When scientists Monday-morning quarterback the lack of public acceptance of any technology, the usual conclusion is that we fumbled the communication. From refrigerators to in vitro fertilization, from antibiotics to biotech, rocky beginnings can be blamed on the fact that nobody bothered to simply talk to concerned people. 

Over the years scientists and science communicators, sociologists and psychologists have kibbutzed about this problem, and clearly we have determined that the right kind of information did not flow through the right channels in the right way.  Communications efforts were confined to big companies talking to farmers, and nobody talking to the public. 

One possible strategy would be to have science students engage in proper, evidence-based discussion.  It would provide solid, publication-backed science-- and do it in social media and newspaper comments sections, the places where these conversations were taking place.

We've discussed this is a dozen different contexts over the years, but there is no way to do it easily (the topics covered are so vast) and who is going to pay for it?  Educators should be compensated for their time. Of course, all funding would be transparent during participation. 

One example of such a spitball session re-emerged online on April 20, 2018.  Gary Ruskin from US Right to Know posted one of my personal communications from 2014 (yes, four years ago) that came from the tens of thousands of emails freely provided to him at significant taxpayer expense. Here's Gary's post and the dud of a smoking gun. 

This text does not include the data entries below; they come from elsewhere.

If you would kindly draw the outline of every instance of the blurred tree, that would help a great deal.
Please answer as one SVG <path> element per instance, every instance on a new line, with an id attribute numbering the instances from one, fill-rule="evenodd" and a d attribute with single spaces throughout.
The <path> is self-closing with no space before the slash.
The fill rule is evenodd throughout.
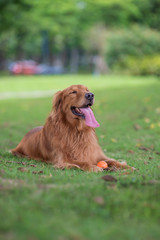
<path id="1" fill-rule="evenodd" d="M 160 28 L 160 0 L 1 0 L 0 65 L 5 58 L 42 61 L 43 33 L 47 61 L 59 55 L 71 65 L 82 51 L 84 33 L 98 23 L 107 28 L 140 24 Z M 94 41 L 85 38 L 94 47 Z M 87 44 L 86 44 L 87 45 Z M 89 45 L 89 44 L 88 44 Z"/>

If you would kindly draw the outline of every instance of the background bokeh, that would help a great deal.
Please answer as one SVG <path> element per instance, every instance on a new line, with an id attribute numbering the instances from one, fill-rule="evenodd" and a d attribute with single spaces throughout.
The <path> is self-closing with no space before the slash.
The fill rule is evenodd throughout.
<path id="1" fill-rule="evenodd" d="M 0 70 L 160 75 L 159 30 L 160 0 L 1 0 Z"/>

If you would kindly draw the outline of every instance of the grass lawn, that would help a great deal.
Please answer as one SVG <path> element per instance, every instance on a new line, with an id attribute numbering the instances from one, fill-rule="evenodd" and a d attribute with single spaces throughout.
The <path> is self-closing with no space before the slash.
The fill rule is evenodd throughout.
<path id="1" fill-rule="evenodd" d="M 106 154 L 135 172 L 88 173 L 12 157 L 7 151 L 42 125 L 52 98 L 0 101 L 0 239 L 160 239 L 160 82 L 154 77 L 1 77 L 0 92 L 94 90 L 96 130 Z M 19 168 L 22 169 L 19 170 Z M 101 177 L 109 174 L 117 182 Z"/>

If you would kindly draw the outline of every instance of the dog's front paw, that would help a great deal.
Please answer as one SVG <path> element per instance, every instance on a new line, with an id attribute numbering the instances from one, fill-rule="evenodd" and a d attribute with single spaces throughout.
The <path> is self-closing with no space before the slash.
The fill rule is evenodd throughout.
<path id="1" fill-rule="evenodd" d="M 90 168 L 90 171 L 91 172 L 102 172 L 103 171 L 103 168 L 100 168 L 100 167 L 98 167 L 98 166 L 92 166 L 91 168 Z"/>

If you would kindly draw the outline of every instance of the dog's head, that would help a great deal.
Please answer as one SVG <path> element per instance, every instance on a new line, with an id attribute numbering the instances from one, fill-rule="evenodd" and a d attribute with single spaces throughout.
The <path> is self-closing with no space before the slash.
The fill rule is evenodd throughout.
<path id="1" fill-rule="evenodd" d="M 72 85 L 55 94 L 53 100 L 54 112 L 72 125 L 83 124 L 89 127 L 98 127 L 91 106 L 94 103 L 94 94 L 83 85 Z"/>

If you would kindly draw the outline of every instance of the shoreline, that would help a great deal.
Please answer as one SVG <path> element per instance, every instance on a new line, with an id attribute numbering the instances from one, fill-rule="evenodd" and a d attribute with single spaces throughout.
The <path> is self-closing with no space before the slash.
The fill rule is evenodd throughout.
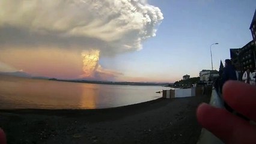
<path id="1" fill-rule="evenodd" d="M 195 112 L 210 95 L 100 109 L 0 110 L 8 143 L 196 143 Z"/>
<path id="2" fill-rule="evenodd" d="M 117 110 L 129 110 L 134 108 L 141 108 L 148 104 L 152 104 L 164 100 L 171 100 L 170 99 L 165 99 L 163 98 L 158 98 L 155 100 L 147 101 L 136 104 L 132 104 L 126 106 L 99 108 L 99 109 L 0 109 L 1 113 L 11 113 L 15 114 L 37 114 L 42 115 L 55 115 L 55 116 L 65 116 L 73 115 L 74 116 L 78 115 L 86 115 L 90 113 L 97 112 L 114 112 Z"/>

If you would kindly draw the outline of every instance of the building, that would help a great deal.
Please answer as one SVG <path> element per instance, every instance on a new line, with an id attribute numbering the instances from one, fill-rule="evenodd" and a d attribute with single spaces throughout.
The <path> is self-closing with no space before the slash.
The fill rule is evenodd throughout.
<path id="1" fill-rule="evenodd" d="M 254 71 L 256 68 L 256 10 L 249 29 L 252 40 L 243 47 L 230 50 L 233 64 L 240 73 L 243 73 L 248 68 L 251 71 Z"/>
<path id="2" fill-rule="evenodd" d="M 256 44 L 256 9 L 254 11 L 254 15 L 252 22 L 251 23 L 249 29 L 252 33 L 252 39 L 255 42 L 255 44 Z"/>
<path id="3" fill-rule="evenodd" d="M 200 81 L 209 82 L 214 81 L 219 77 L 219 71 L 216 70 L 203 70 L 199 73 Z"/>
<path id="4" fill-rule="evenodd" d="M 183 76 L 183 80 L 188 80 L 190 78 L 190 76 L 186 74 Z"/>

From his tweet Gary either didn't read the document or is just making up inflammatory information for a cheap political gain.  Read and decide. (full text below)

Gary calls it an initiative to promote GMOs via social media.  If you actually read the document you can see that it is not to "promote GMOs" (a favorite allegation), but rather, it is to help reach out to the public with informed scientific discussion through the conduit they use most-- social media. 

Social media space is dominated with horrible information that does not match the tremendous body of science.  Ruskin, Carey Gilliam, Paul Thacker and the rest of the US-RTK payroll are threatened when real scientific information is disseminated, especially by actual scientists. 

This is why they denounce public education.  An educated public is US-RTK's worst nightmare. 

There are several fun parts about this "initiative"
1.  It was clearly described as not "a promotion or sales pitch" for a specific product.
2.  It emphasized evidence-based information exchange.
3.  It would teach students how to be good teachers.
4.  It never even happened. 

Once again this instance shows:
1.  Activists will cherry pick documents from public officials' documents and distort their meaning.
2.  Taxpayers are financing a war against taxpayer-funded scientists.
3.   Public scientists are attempting to create novel and creative ways to reach the public, and educate students in the process.
4.  It is not about a right to know.  It is about funded front groups like US-RTK controlling information flow to only communicate misleading information, not science-based food/farming information of consumer interest. 

The best part of this tweet is the pathetic number of retweets and likes. It really shows the influence of US-RTK.  Nobody cares.

But maybe it is not too late.  Maybe Gary, Carey and the other one (who's name I can never remember) can start working with scientists and changing expectations of food and farming in a positive way.

Don't hold your breath. The organizations that fund them hate scientists, as our information harms their bottom line.  Time has not been kind to US-RTK or their contributors, and going forward they will continue to realize that fighting science and reason is no way to change hearts and minds.